I learned to hate my arms, my stomach, and my thighs even though no one ever said anything negative about them. But they sure didn't look like those girls on my favorite shows or in the magazines. They still don't. Learning to pose has probably been the "best" thing I ever learned to hide what I didn't want others to notice. You know what though? Nobody really notices. And if they do, it's usually not about you. As I have aged, other things have popped up that I'll think about. The little pooch in my belly that just won't go away (hello, uterus), the dimples on my bum, the thighs that always touch, my rounder face, and gravity slowly pulling everything down. The good thing with age, though, is you start to not care as much.
Being on vacation or away from your usual routine is difficult. You're eating different foods, not sleeping as well, drinking more alcohol potentially. Your body looks different on vacation sometimes. I truly felt this during my trip to California. Everything felt tight and my stomach was always bloated. I was working out, but hadn't gotten to the point where I was noticing a difference. Honestly, I was having the hardest time and started to notice I was starting to try to appear as small as possible. And I made myself say "fuck that". This is me. Bloated, dimpled, a little wrinkled, and having the best time.

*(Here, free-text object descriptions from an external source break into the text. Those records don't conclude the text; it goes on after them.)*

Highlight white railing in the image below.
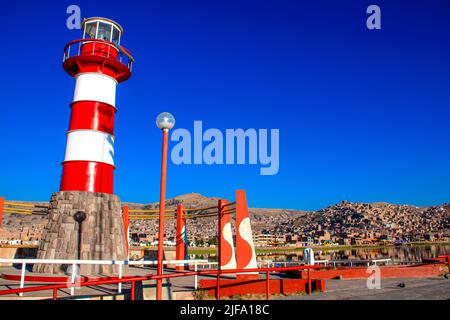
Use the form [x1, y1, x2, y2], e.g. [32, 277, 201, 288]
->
[195, 262, 218, 270]
[0, 258, 208, 297]
[370, 258, 392, 266]
[257, 258, 391, 268]
[63, 39, 134, 72]
[327, 258, 393, 267]
[258, 261, 307, 268]
[314, 260, 330, 265]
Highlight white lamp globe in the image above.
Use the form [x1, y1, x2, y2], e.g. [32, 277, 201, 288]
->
[156, 112, 175, 130]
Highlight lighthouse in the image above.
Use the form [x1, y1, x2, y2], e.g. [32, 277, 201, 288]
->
[61, 17, 133, 194]
[35, 17, 134, 274]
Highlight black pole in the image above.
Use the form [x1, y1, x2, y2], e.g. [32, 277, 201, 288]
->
[74, 211, 87, 262]
[77, 222, 82, 261]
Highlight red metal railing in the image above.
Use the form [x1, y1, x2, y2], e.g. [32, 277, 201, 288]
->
[438, 254, 450, 271]
[2, 254, 447, 300]
[0, 274, 149, 300]
[0, 265, 321, 300]
[1, 256, 448, 300]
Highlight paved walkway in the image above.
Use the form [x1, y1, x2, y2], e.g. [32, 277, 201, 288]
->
[282, 277, 450, 300]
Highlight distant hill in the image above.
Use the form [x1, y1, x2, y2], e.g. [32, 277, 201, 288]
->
[123, 193, 221, 210]
[2, 194, 449, 241]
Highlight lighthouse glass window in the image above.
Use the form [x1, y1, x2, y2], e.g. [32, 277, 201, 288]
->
[97, 22, 112, 42]
[84, 22, 97, 39]
[112, 27, 120, 45]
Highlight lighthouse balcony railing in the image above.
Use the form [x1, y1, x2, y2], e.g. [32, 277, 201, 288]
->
[63, 38, 135, 71]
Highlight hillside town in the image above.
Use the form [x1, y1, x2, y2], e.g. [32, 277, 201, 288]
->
[1, 194, 449, 248]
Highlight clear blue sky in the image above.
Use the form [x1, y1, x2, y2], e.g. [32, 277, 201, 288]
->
[0, 0, 449, 210]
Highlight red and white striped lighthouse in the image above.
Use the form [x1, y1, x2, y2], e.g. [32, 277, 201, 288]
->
[61, 17, 134, 194]
[34, 18, 134, 274]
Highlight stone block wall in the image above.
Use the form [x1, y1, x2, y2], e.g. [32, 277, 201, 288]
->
[33, 191, 127, 275]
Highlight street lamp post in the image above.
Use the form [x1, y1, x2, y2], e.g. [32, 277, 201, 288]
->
[155, 112, 175, 300]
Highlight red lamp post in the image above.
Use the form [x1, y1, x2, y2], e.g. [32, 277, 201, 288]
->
[155, 112, 175, 300]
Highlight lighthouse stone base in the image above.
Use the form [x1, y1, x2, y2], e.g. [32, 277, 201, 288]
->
[33, 191, 127, 275]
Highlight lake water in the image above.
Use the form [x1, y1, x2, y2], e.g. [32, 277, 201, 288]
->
[192, 245, 450, 264]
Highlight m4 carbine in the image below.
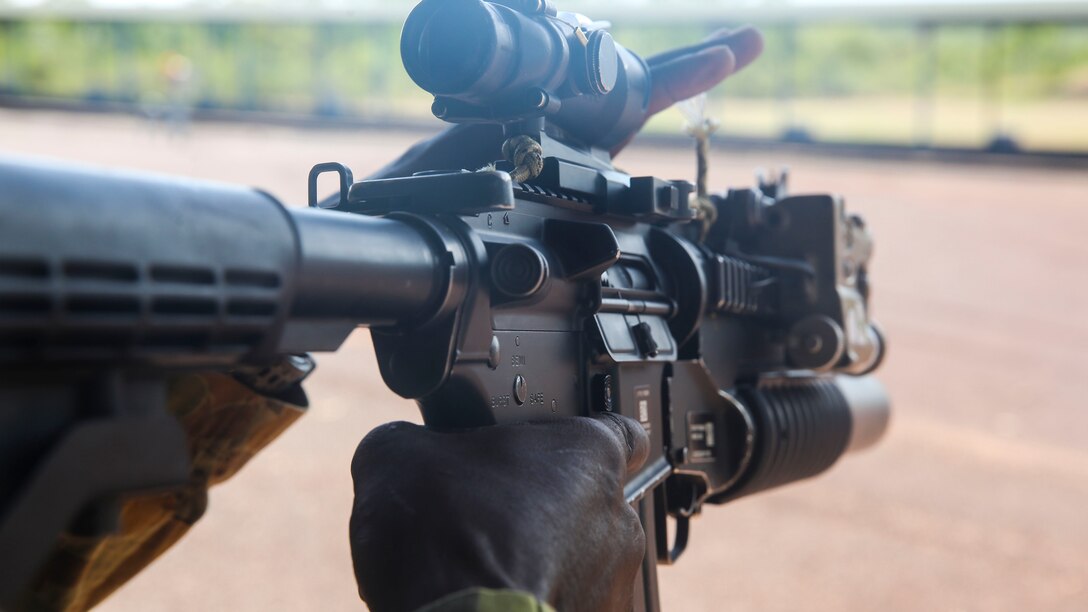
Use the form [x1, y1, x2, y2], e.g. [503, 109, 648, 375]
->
[0, 1, 889, 610]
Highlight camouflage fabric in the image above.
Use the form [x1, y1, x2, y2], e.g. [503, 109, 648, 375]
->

If you're feeling any kind of way about your appearance, I highly recommend trying to follow people on social media who have a similar body type to yours and also those body types that are different! Finding a few people who are my size and being able to see them wearing certain clothing items or doing certain things and relaxing in their own bodies was like a big sigh of relief. I finally had permission to just be. So, if you don't feel like you have that permission, I'm giving it to you. You can exist just as you are right now.